Some thoughts on the idea of time dilation.
Even if you think of the brain as like a computer processor, with a maximum megahertz, with maximum physical hardware limits, you still cannot say that we are operating at the maximum speed. Even other animals like cats or flies, using the same basis for their neural systems (approximately), they have reaction times faster and quicker. Hummingbirds and other animals that can think faster because they can move faster.
So, even if the brain does have a physical limit, a cap to how fast you can think and feel emotion, that limit is not being reached. We have slowed it down to approximately how fast our bodies can move, due to muscle friction and mass/intertia limitation. If we thought any faster, we would tell our body to walk and it would take like… ten hours just to lift our left foot, because our brain was thinking too fast for our body. Then it would take another ten subjective hours to lift our right foot. So, our thought processes get slowed-down to the perfect speed for real-time feedback from our bodies. [I wonder if everyone’s minds are synched at the same speed… slight differences accumulated during the infant synching phase, due to genetic variance or physical differences could lead to mental excellence.]

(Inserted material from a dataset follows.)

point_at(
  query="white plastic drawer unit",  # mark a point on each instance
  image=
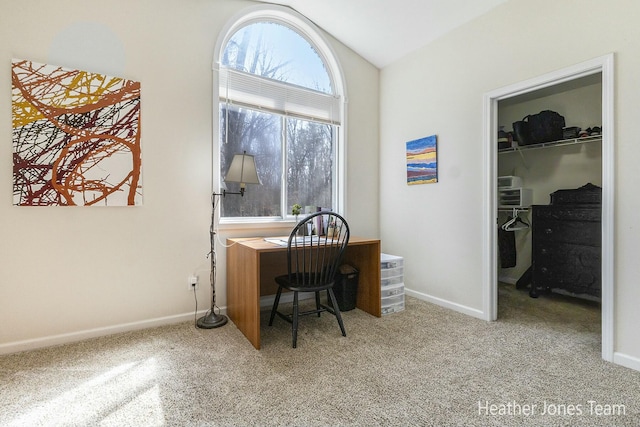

SO, even if, in fact, dreams take place at the same speed as reality (i.e., even we cannot dream a lifetime within an hour nap), the logic above implies that theoretically, if we allowed the brain to think faster, we COULD dream faster, perhaps dream adventures lasting weeks within a single night’s sleep. It’s possible, even though the evidence seems to indicate that in practice the brain doesn’t ever let go of the boundaries that slow it down.
There could be practical reasons for this, such as that it would create a dysphoric, painful transition back into the slower body. Even though the brain as a processor is capable of running at ten times the speed it runs while awake, maybe it doesn’t because it is risky. After a dream, your speed-of-light dream body would be a far cry from the slow real body, and it might take some re-synchronization for your brain to get re-used to your real body. This would be bad if there was another caveman about to bash in your brains and you had to wake up quickly and fight.
Also, the memories accumulated during a limitless dream time might overload the neural networks, and might dilute memories from waking life with the more recent dream memories. That board meeting yesterday would seem like years ago and you would wake up after a ten year adventure and barely remember the board meeting.
Eventually, you might actually deplete the brain’s “theoretical maximum memory space”, or at least clutter the memory-webs with so many cross-references that thinking becomes painfully slow because each memory invokes too many irrelevant cross-references. (Like in free-association exercises.) This could also be a reason that you usually forget your dreams, and why dreams seem to “erase” themselves if you don’t practice the fine art of remembering them by bringing them into conscious thought to remember them.